In: Economics
1. A widely popular brand of car tyres have consistently given more mileage to the consumers over time which have led to an increase in their prices. However, the inflation rate computed using CPI jumps up considerably because of this. What kind of drawback does the CPI have in this case?
a. New Product Bias
b. Outlet Bias
c. Substitution Bias
d. Quality Bias
2. Which one of the following is a major cost of inflation?
a. Shoeleather Costs.
b. Tax distortions.
c. Menu Costs.
d. All of the other options.
3. Unexpected inflation leads to:
a. Transfer of wealth from creditors to debtors.
b. Transfer of wealth from creditors to creditors.
c. None of the other options are true.
d. Transfer of wealth from debtors to creditors.
4. Which of the following sequences explains the Wealth Effect the best?
a. Price level rises, consumers feel wealthier, consumption spending falls, output demand falls.
b. Price level rises, consumers feel poorer, consumption spending rises, output demanded rises.
c. Price level falls, consumers feel poorer, consumption spending falls, output demanded falls.
d. Price level rises, consumers feel poorer, consumption spending falls, output demanded falls.
5. The Quantity Theory of Money is given by the equation:
a. MV = PY
b. MY=VP
c. MP=VY
d. M/V = P/Y
6. The fundamental equation of the national income accounting identity is given by:
a. Y = C + I + G + X – M
b. Y = C +I + NX
c. Y = C + I + G + M – X
d. Y = C + G + X – M
7. Which of the following can cause a shift of the AD curve?
a. Change in consumption
b. All of them.
c. Change in output.
d. Change in Price
1> d.

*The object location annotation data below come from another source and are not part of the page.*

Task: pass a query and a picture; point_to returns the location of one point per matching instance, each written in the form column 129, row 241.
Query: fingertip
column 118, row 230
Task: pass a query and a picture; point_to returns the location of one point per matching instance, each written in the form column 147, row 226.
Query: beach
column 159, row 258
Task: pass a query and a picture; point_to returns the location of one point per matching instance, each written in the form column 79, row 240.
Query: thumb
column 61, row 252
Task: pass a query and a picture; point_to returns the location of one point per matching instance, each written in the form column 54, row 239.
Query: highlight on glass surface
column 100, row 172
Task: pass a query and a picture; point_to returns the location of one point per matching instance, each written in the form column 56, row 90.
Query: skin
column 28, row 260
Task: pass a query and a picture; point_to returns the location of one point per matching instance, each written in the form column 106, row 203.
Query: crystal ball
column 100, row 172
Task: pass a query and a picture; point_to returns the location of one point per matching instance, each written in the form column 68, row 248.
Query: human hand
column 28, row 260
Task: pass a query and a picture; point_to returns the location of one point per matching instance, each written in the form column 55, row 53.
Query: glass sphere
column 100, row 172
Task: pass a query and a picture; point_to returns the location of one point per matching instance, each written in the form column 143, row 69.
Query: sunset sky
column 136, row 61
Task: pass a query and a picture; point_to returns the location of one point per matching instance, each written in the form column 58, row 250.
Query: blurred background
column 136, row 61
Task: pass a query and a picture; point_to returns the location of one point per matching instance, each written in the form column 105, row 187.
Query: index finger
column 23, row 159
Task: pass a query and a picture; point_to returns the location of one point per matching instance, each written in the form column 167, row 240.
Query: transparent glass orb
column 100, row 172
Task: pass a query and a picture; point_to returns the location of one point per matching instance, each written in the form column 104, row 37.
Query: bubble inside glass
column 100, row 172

Quality Bias
Although it is selling the same product, car tyres but there is significant improvement in the quality of it. But, the CPI do not capture the improvement in quality, so it gives rise to quality bias.
2> d. All of the other options.
Due to inflation, price needs to be changed frequently, and this leads to menu cost. There is also shoe-leather cost which is the cost of holding cash and the tax distortion occurs because the tax paid is not adjusted with inflation.

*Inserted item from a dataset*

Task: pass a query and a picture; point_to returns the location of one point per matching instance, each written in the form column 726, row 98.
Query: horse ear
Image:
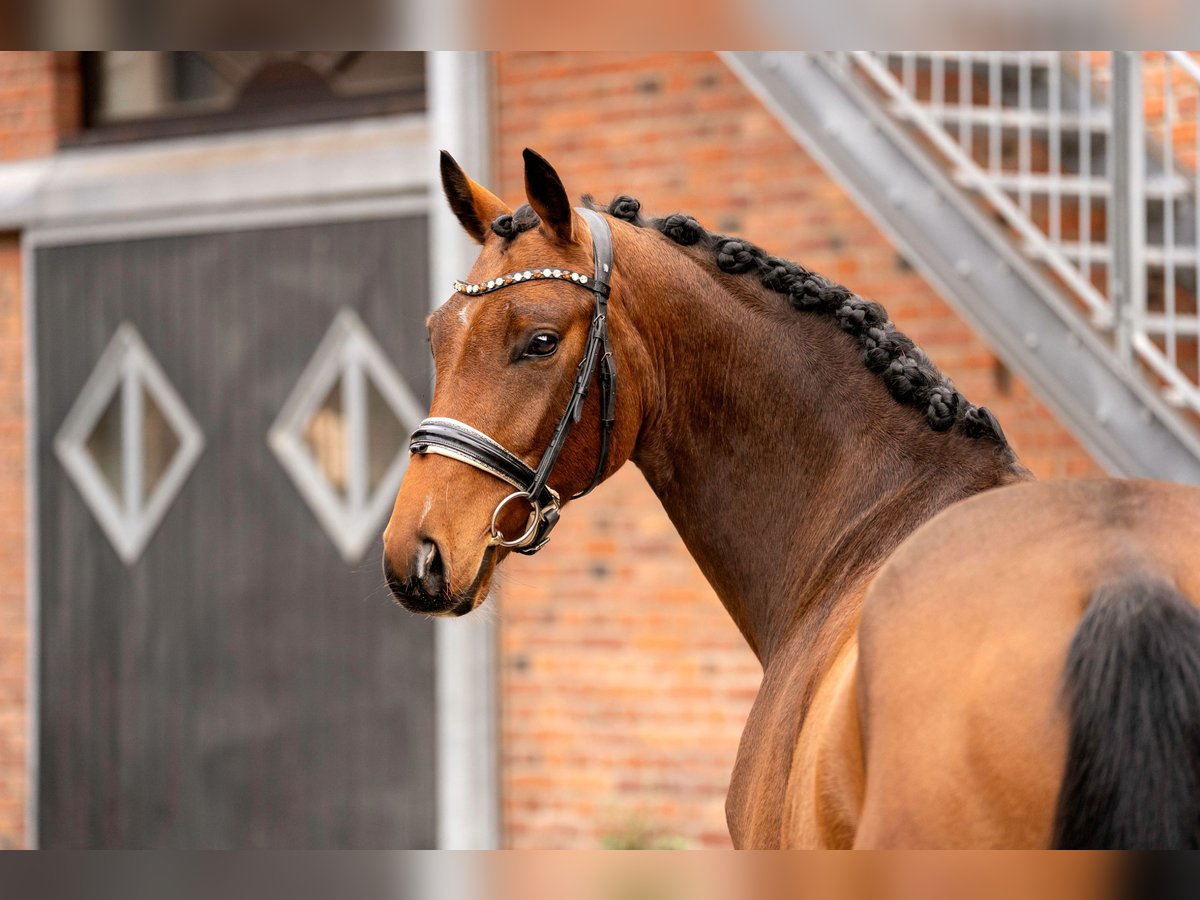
column 473, row 204
column 547, row 196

3> a. Transfer of wealth from creditors to debtors.
A debtor is a borrower, so due to unexpected inflation, they have to pay less amount of real value of money and this means there is a transfer of wealth from creditors to debtors.
4>d. Price level rises, consumers feel poorer, consumption spending falls, output demanded falls.
Wealth effect is positive, if the price level rises, then consumers feel they are relatively poorer and thus the spend less and the output demanded also falls.